The role of the TLR4/NF-κB signaling pathway in Aβ accumulation in primary hippocampal neurons / 生理学报

ABSTRACT

The present study aimed to investigate the role of the Toll-like receptor 4 (TLR4)/nuclear factor κB (NF-κB) signaling pathway in the accumulation of amyloid β protein (Aβ) in primary hippocampal neurons of rats. The purity of these cultured neurons was determined by using immunofluorescence techniques. Lipopolysaccharide (LPS, a TLR4 ligand) or CLI-095 (a TLR4 inhibitor) was used to activate or inhibit TLR4 signaling, respectively. Pyrrolidine dithiocarbamate (PDTC), on the other hand, was used to inhibit NF-κB, a downstream effector of the TLR4 signaling pathway. The contents of tumor necrosis factor-α (TNF-α), interleukin-1β (IL-1β) and Aβ1-42 in the supernatant were assessed by enzyme-linked immunosorbent assay (ELISA). The mRNA levels of TNF-α, IL-1β, a disintegrin and metalloproteinase domain-containing protein 10 (ADAM10), β-site APP cleaving enzyme 1 (BACE-1), Presenilin-1 (PS-1), and β-amyloid precursor protein (β-APP) were examined by real-time quantitative PCR (RT-qPCR). The protein levels of ADAM10, BACE-1, PS-1 and β-APP were examined by Western blotting. Meanwhile, the levels of TLR4 mRNA and protein in hippocampal neurons were tested by RT-qPCR and Western blotting, respectively, after stimulation with Aβ1-42 at different concentrations.
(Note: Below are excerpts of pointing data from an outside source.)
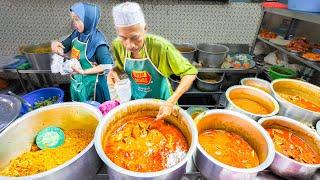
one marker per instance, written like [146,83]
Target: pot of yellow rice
[76,158]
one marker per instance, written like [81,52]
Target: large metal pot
[284,166]
[254,94]
[187,50]
[20,135]
[257,83]
[242,125]
[212,55]
[204,85]
[291,110]
[145,106]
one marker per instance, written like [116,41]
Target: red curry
[228,148]
[293,147]
[143,145]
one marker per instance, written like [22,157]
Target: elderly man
[148,59]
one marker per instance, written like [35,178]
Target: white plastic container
[123,89]
[112,91]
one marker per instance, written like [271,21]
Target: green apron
[146,80]
[83,87]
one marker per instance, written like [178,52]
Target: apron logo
[75,53]
[141,77]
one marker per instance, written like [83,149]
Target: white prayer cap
[127,14]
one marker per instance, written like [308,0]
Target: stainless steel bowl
[257,83]
[212,55]
[145,106]
[253,94]
[209,86]
[9,110]
[291,110]
[284,166]
[242,125]
[187,50]
[20,135]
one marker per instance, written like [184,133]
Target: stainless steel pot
[209,86]
[291,110]
[174,81]
[242,125]
[254,94]
[20,135]
[284,166]
[257,83]
[39,61]
[212,55]
[39,55]
[150,106]
[187,50]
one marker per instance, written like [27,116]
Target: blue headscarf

We observed that the purity of cultured hippocampal neurons after being cultured for 7 days was above 95%. Compared with untreated neurons, LPS-treated neurons showed higher expression levels of TNF-α, IL-1β, BACE-1, PS-1, β-APP, and Aβ1-42, but a lower expression level of ADAM10. These effects were reversed upon pre-treatment with CLI-095 or PDTC. Furthermore, TLR4 expression was upregulated in the presence of Aβ1-42. Taken together, these results provide evidence that elevation in the level of inflammatory cytokines accompanies the activation of TLR4 signaling, and that the consequent downregulation of ADAM10 and upregulation of BACE-1/PS-1 are likely responsible for the accumulation of β-APP and Aβ, which in turn increases TLR4 level to create a positive feedback loop that may constitute the basis for the progression of Alzheimer's disease.